While each engagement had local nuance, the intent was always the same: ensure that client-specific insights fed back into improving the core FNZ platform, not just one-off solutions.


Deep focus: AI-enabled advisor workflows

From 2024 onward, a growing part of my role sat at the intersection of UX, product strategy, and AI.

I became the primary design lead shaping how artificial intelligence would be embedded into FNZ’s advisor experience—not as a novelty, but as a practical tool in a highly regulated environment.

My work focused on:

  • Advisor-centric AI prototypes: assisted search, summarisation, and decision support

  • Hands-on testing with advisors to validate usefulness, trust, and clarity

  • Operational workflows such as trading, research, onboarding, and client reviews—redesigned with AI as an assistant, not a replacement

This work culminated in the global launch of FNZ Advisor AI in August 2025.

Key features influenced by this design-led approach included:

  • Automated meeting transcription and follow-up insights

  • Real-time data signals drawn from over $2T in assets on platform

  • Governance and guardrails to minimise AI hallucinations and maintain regulatory trust

I also worked closely on aligning these experiences with FNZ’s strategic partnership with Microsoft, integrating Azure AI and Microsoft 365 Copilot to enable industrial-scale AI adoption rather than isolated experiments.
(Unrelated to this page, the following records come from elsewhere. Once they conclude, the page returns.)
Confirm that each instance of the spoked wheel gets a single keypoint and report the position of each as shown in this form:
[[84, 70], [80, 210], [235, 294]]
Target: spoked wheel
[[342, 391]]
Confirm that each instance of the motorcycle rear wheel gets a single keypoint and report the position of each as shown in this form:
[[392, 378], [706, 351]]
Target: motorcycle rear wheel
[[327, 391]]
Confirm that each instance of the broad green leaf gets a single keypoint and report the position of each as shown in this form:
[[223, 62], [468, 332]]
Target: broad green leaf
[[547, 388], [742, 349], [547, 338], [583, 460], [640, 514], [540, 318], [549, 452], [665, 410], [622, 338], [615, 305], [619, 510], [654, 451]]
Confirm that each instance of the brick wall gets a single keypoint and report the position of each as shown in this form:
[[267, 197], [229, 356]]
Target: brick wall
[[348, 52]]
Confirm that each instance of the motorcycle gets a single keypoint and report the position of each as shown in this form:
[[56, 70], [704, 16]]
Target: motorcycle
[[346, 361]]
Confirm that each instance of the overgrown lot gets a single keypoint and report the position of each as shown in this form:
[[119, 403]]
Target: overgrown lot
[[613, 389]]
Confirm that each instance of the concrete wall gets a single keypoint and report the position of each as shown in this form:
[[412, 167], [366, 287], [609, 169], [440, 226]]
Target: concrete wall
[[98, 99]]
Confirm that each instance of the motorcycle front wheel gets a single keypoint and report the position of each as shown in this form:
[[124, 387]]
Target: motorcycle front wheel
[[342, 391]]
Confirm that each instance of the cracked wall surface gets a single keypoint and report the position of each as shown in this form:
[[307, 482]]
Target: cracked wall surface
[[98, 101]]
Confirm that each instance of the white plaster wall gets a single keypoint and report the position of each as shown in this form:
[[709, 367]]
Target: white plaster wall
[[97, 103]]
Research as a lever for credibility

One of the most impactful—and fragile—initiatives during my time at FNZ was the BMO research program.
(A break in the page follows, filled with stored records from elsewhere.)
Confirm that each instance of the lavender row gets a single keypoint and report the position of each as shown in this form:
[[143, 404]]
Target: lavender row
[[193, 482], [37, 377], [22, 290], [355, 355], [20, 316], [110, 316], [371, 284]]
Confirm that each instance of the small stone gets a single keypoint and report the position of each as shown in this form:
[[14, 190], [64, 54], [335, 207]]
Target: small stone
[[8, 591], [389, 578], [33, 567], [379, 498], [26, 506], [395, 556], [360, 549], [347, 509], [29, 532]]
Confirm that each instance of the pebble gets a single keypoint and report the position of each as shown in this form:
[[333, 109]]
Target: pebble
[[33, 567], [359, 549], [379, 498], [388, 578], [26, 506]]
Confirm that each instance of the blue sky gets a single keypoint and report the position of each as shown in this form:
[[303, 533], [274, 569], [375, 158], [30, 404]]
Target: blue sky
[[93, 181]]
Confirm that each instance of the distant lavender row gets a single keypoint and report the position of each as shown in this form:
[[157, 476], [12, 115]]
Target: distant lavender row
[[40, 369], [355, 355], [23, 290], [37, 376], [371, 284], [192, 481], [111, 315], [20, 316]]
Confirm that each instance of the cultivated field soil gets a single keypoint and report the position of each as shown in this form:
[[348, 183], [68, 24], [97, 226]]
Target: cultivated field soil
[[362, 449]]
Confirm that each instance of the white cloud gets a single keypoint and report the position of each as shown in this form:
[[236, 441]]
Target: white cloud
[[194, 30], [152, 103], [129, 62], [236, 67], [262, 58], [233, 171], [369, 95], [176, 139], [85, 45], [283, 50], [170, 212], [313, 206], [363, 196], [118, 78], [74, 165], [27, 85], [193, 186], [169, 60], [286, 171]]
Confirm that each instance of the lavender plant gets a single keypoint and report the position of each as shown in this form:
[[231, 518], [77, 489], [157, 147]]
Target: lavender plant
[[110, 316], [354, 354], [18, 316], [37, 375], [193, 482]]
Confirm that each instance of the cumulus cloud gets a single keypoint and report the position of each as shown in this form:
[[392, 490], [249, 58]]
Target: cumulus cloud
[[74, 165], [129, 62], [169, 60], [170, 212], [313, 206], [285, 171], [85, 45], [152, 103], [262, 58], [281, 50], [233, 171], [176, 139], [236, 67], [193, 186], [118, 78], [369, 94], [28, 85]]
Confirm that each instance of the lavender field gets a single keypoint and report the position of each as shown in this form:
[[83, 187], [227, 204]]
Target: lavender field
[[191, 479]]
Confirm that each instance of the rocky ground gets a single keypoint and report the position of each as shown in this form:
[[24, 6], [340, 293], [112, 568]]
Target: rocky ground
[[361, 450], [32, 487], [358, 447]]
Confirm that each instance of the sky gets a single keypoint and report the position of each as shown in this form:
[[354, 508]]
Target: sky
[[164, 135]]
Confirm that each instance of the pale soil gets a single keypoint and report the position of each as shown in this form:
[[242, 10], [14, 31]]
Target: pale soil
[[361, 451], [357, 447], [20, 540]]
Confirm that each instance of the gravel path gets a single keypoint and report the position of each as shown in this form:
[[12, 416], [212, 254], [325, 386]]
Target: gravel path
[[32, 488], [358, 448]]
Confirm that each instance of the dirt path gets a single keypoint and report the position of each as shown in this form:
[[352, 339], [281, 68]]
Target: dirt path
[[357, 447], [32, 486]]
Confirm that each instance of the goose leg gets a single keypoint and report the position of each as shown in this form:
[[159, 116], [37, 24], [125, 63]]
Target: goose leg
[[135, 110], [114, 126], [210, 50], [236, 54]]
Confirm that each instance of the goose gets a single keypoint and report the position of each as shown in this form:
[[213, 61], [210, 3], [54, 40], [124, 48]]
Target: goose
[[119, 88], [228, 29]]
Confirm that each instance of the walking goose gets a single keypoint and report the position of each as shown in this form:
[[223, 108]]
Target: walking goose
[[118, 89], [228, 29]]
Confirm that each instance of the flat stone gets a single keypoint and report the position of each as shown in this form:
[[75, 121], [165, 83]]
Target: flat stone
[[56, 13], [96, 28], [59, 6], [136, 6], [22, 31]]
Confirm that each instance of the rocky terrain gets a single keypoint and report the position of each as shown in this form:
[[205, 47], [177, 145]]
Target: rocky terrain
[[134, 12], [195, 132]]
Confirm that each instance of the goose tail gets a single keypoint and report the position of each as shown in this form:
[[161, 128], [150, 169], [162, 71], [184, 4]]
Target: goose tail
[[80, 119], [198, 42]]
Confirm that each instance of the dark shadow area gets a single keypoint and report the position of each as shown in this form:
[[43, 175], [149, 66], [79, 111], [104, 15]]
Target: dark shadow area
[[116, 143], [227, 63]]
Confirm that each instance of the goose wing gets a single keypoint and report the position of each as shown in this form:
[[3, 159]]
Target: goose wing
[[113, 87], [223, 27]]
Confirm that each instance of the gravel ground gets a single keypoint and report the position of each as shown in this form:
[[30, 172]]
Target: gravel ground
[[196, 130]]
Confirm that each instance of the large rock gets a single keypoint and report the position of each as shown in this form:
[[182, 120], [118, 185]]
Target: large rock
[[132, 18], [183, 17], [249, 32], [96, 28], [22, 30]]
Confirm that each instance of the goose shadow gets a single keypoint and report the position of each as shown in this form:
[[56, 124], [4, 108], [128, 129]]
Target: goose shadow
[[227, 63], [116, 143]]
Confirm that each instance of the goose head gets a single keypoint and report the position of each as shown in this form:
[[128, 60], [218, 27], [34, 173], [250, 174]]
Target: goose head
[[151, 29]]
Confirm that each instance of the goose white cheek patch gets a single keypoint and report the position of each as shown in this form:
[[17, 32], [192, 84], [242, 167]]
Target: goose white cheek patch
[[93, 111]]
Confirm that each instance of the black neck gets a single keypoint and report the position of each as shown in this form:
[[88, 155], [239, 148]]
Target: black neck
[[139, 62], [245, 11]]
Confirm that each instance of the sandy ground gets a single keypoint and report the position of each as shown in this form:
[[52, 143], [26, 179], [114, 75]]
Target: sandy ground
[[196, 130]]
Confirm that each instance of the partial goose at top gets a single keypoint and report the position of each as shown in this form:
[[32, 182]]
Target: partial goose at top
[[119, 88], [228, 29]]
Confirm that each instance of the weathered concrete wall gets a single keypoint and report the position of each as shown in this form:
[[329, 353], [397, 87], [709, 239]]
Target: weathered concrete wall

Originally started by a senior UX researcher, I took ownership of the program and ran it end-to-end for over a year after he left the company.
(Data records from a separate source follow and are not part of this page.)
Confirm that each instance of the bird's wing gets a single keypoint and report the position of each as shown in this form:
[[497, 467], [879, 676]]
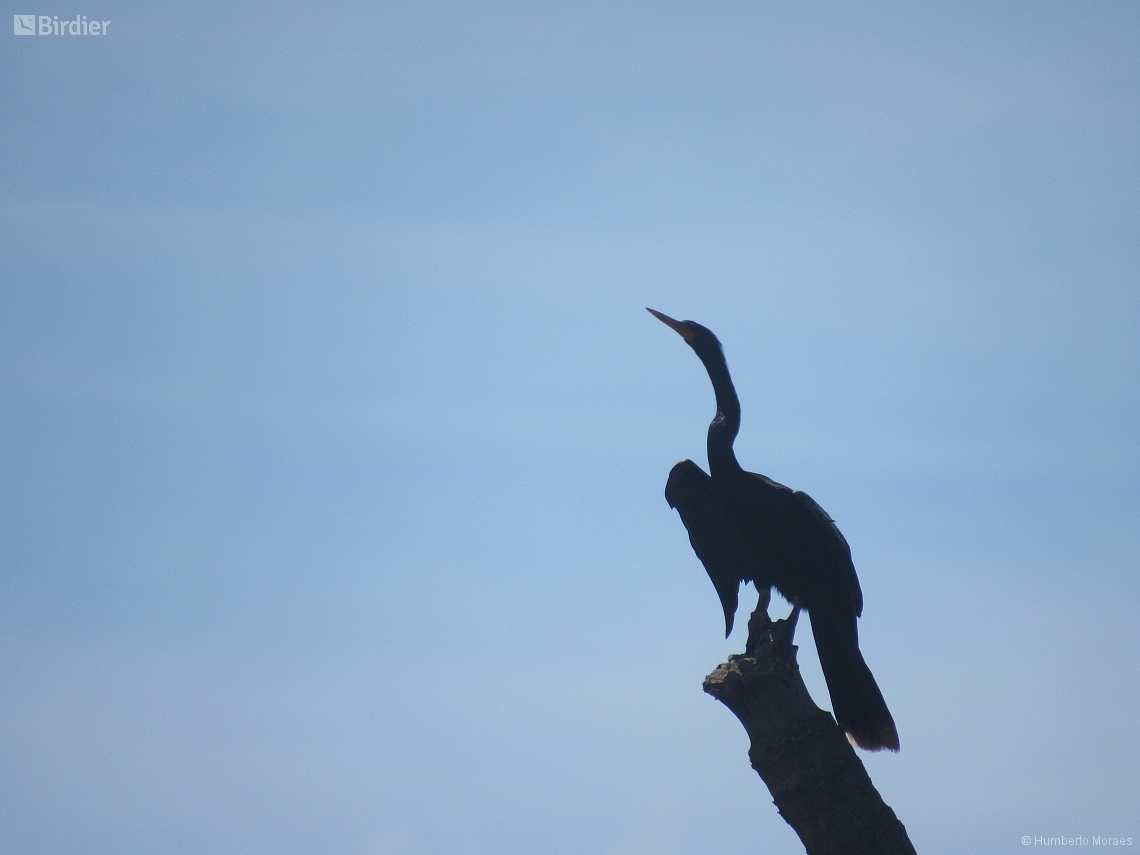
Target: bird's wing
[[715, 542], [836, 550]]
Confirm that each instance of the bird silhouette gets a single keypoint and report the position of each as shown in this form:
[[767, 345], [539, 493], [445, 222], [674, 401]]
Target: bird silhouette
[[744, 527]]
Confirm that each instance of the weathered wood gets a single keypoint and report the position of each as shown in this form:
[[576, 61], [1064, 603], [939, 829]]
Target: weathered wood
[[817, 782]]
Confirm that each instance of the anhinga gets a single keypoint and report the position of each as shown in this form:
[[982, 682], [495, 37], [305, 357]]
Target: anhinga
[[746, 527]]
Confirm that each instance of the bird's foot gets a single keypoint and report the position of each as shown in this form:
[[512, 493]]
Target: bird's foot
[[786, 628]]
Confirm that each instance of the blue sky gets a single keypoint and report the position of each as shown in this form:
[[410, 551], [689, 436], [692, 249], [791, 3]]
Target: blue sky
[[335, 432]]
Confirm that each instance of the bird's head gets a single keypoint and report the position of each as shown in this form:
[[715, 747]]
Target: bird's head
[[699, 338]]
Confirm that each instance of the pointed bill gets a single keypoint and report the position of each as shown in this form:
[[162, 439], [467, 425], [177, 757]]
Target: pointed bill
[[677, 326]]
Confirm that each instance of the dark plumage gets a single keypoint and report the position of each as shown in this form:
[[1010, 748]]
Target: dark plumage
[[746, 527]]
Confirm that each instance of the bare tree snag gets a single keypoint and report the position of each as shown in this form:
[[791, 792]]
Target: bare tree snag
[[817, 783]]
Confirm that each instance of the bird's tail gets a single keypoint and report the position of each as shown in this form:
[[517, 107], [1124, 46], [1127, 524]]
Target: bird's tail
[[855, 698]]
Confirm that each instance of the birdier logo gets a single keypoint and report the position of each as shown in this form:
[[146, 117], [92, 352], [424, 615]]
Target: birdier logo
[[51, 25]]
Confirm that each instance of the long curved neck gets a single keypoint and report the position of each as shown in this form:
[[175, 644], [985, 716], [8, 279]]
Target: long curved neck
[[726, 423]]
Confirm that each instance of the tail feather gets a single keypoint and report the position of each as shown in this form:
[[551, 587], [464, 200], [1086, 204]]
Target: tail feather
[[855, 698]]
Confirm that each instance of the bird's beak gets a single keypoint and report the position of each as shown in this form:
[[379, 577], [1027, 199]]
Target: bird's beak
[[675, 325]]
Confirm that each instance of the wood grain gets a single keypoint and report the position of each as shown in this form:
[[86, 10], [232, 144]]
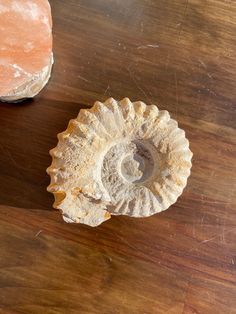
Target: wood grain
[[179, 55]]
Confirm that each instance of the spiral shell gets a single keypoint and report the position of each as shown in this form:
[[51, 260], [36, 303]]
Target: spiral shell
[[118, 158]]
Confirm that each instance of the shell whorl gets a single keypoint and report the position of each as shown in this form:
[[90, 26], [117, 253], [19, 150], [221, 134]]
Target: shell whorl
[[118, 158]]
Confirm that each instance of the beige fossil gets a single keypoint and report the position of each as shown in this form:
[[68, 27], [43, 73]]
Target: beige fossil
[[118, 158]]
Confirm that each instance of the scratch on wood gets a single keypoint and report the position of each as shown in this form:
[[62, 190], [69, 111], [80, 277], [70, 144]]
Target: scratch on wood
[[184, 17], [82, 78], [134, 80], [176, 93], [108, 87], [148, 46]]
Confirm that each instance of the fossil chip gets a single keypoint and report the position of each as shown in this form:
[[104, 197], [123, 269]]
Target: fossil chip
[[118, 158], [25, 48]]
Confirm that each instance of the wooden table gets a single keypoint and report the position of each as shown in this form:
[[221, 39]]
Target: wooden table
[[181, 56]]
Between January 2023 and May 2024, we conducted:

  • 12 research studies (interviews, usability tests, unmoderated surveys)

  • With 240+ participants from the BMO Advisory Forum

  • Covering advisors, portfolio managers, and client service associates

We tested core platform workflows—such as KYC journeys built in FNZ Studio—and fed insights directly back into product teams.

The outcomes were tangible:

  • Strong endorsement from BMO stakeholders

  • Increased trust and confidence from end users

  • Improvements that benefitted the broader FNZ platform, not just one client

Despite this, the program was eventually paused due to competing priorities and resourcing constraints—a familiar story in large organisations. Notably, demand from clients never disappeared.


Design sprints done properly

If there’s one engagement that consistently demonstrates the value of early UX involvement at FNZ, it’s the BMO Client Portal.

We kicked off the project with a design sprint, run in person in Toronto. In one intense week, we:

  • Aligned on the core problem

  • Prototyped solutions

  • Tested them directly with users

The sprint did more than validate ideas—it built trust.

From there, collaboration continued smoothly across time zones and teams. Within a year, the Client Portal had progressed faster and further than parallel initiatives, to the point where it exposed dependencies other streams couldn’t yet support.

It was a clear signal: when design is involved early and structurally, outcomes improve—for products, teams, and relationships.


What this chapter gave me

FNZ was not an easy environment. It was complex, political, fast-moving, and often ambiguous.

But it was also a powerful learning platform.

It sharpened my ability to:

  • Lead design in uncertain, high-stakes contexts

  • Translate between technology, business, and human needs

  • Advocate for design without relying on authority

  • Build momentum even when structures are unstable

Most importantly, it reinforced a belief I still carry: good design doesn’t just make products better—it makes organisations think more clearly.